Si al salir de aquí toman ustedes una dirección y no otra es porque creen que deben ir a determinado lugar en esa hora, y esto a su vez -que deben estar a esa hora en tal lugar -lo han decidido por otra razón de futuro, y así sucesivamente. El hombre no puede dar un solo paso sin anticipar, con más o menos claridad, todo su porvenir, lo que va a ser; se entiende, lo que ha decidido ser en toda su vida. Pero esto significa que el hombre, obligado a hacer siempre algo en la circunstancia, para decidir lo que va a hacer, no tiene más remedio que plantearse el problema de su propio ser individual.

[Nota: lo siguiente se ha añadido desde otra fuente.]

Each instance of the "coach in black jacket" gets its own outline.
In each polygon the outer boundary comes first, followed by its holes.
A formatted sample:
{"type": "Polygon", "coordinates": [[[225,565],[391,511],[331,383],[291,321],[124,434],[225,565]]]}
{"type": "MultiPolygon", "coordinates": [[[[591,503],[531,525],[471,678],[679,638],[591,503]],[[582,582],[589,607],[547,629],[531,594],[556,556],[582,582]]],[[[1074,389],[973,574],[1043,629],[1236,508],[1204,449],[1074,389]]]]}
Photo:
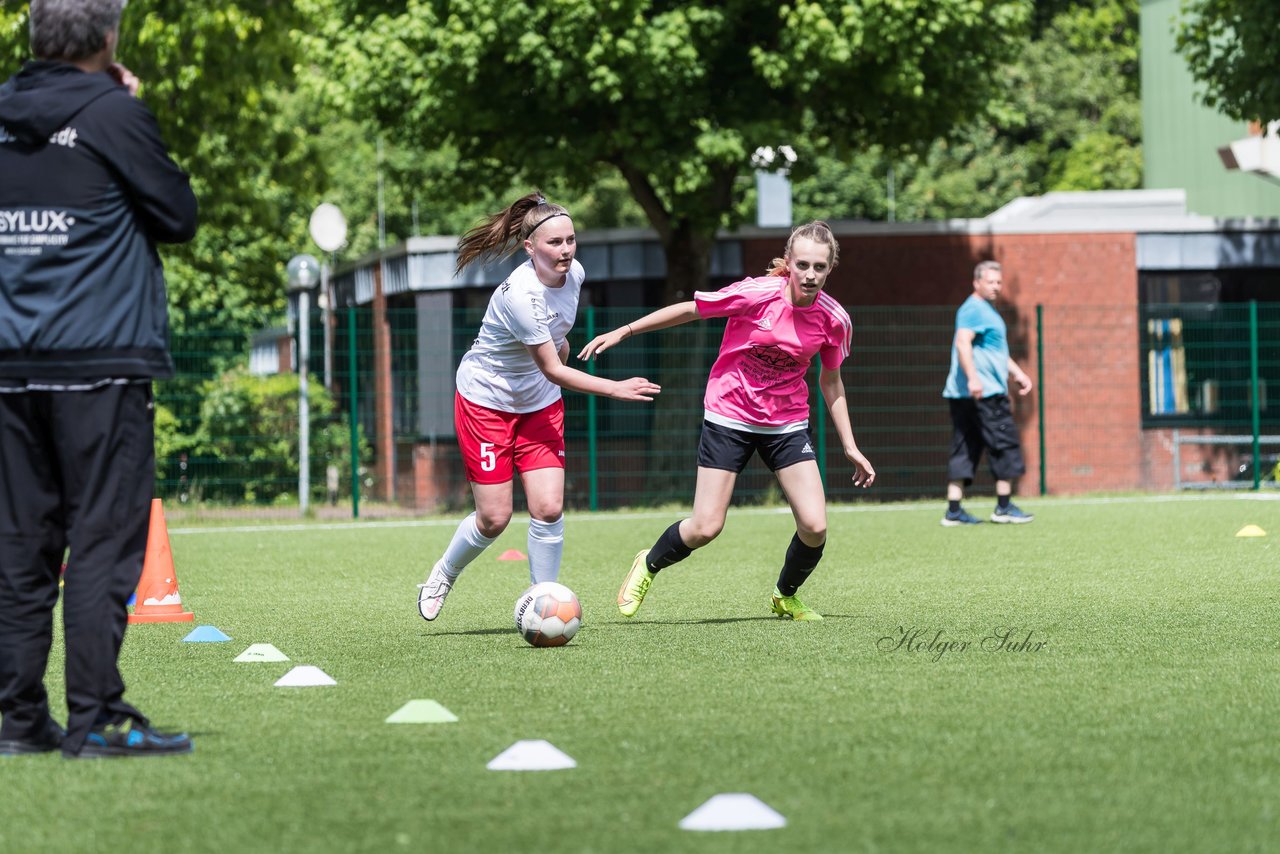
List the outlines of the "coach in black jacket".
{"type": "Polygon", "coordinates": [[[0,754],[187,753],[124,702],[118,658],[173,375],[156,242],[191,183],[114,61],[124,0],[32,0],[35,61],[0,87],[0,754]],[[65,734],[44,686],[67,548],[65,734]]]}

No hace falta gran perspicacia para advertir cuando nos encontramos con el prójimo cómo va éste dirigido por el sí mismo que ha decidido ser, pero que nunca acaba de ver claro, que le es siempre problema. Porque al hacerse cada cual cuestión de qué va a ser, por tanto, de lo que va a ser su vida, no tiene más remedio que plantearse el problema de cuál es el ser del hombre, qué es lo que el hombre en general puede ser y qué es lo que tiene que ser. Pero esto, a su vez, nos obliga a hacernos una idea, a averiguar de algún modo lo que es la circunstancia, contorno o mundo en que vive. Las cosas, en torno, no nos dicen por sí mismas lo que son. Tenemos que descubrirlo nosotros. Pero esto -descubrir el ser de las cosas y el ser de sí mismo y el ser de todo-- no es sino el quehacer intelectual del hombre, quehacer que, por tanto, no es un aditamento superfluo y extrínseco a su vida, sino que, quiera o no, es constitutivo de ésta. No se trata, pues, de que el hombre vive y luego, si viene al caso, si siente alguna especial curiosidad, se ocupe en forma de algunas ideas sobre las cosas. No; vivir es ya encontrarse forzado a interpretar nuestra vida. Siempre, irremisiblemente, en cada instante nos hallamos con determinadas convicciones radicales sobre lo que son las cosas y nosotros entre ellas: esta articulación de convicciones últimas hacen de nuestra circunstancia caótica la unidad de un mundo o universo.

Lo dicho nos presenta nuestra vida constituida por dos dimensiones, inseparable la una de la otra y que quiero dejar destacadas ante ustedes con toda claridad. En su dimensión primaria vivir es estar yo, el yo de cada cual, en la circunstancia y no tener más remedio que habérselas con ella. Pero esto impone a la vida una segunda dimensión consistente en que no tiene más remedio que averiguar lo que la circunstancia es. En su primera dimensión lo que tenemos al vivir es un puro problema. En la segunda dimensión tenemos un esfuerzo o intento de resolver el problema. Pensamos sobre la circunstancia y este pensamiento nos fabrica una idea, plan o arquitectura del puro problema, del caos que es por sí, primariamente, la circunstancia. A esta arquitectura que el pensamiento pone sobre nuestro contorno, interpretándolo, llamamos mundo o universo. Este, pues, no nos es dado, no está ahí, sin más, sino que es fabricado por nuestras convicciones.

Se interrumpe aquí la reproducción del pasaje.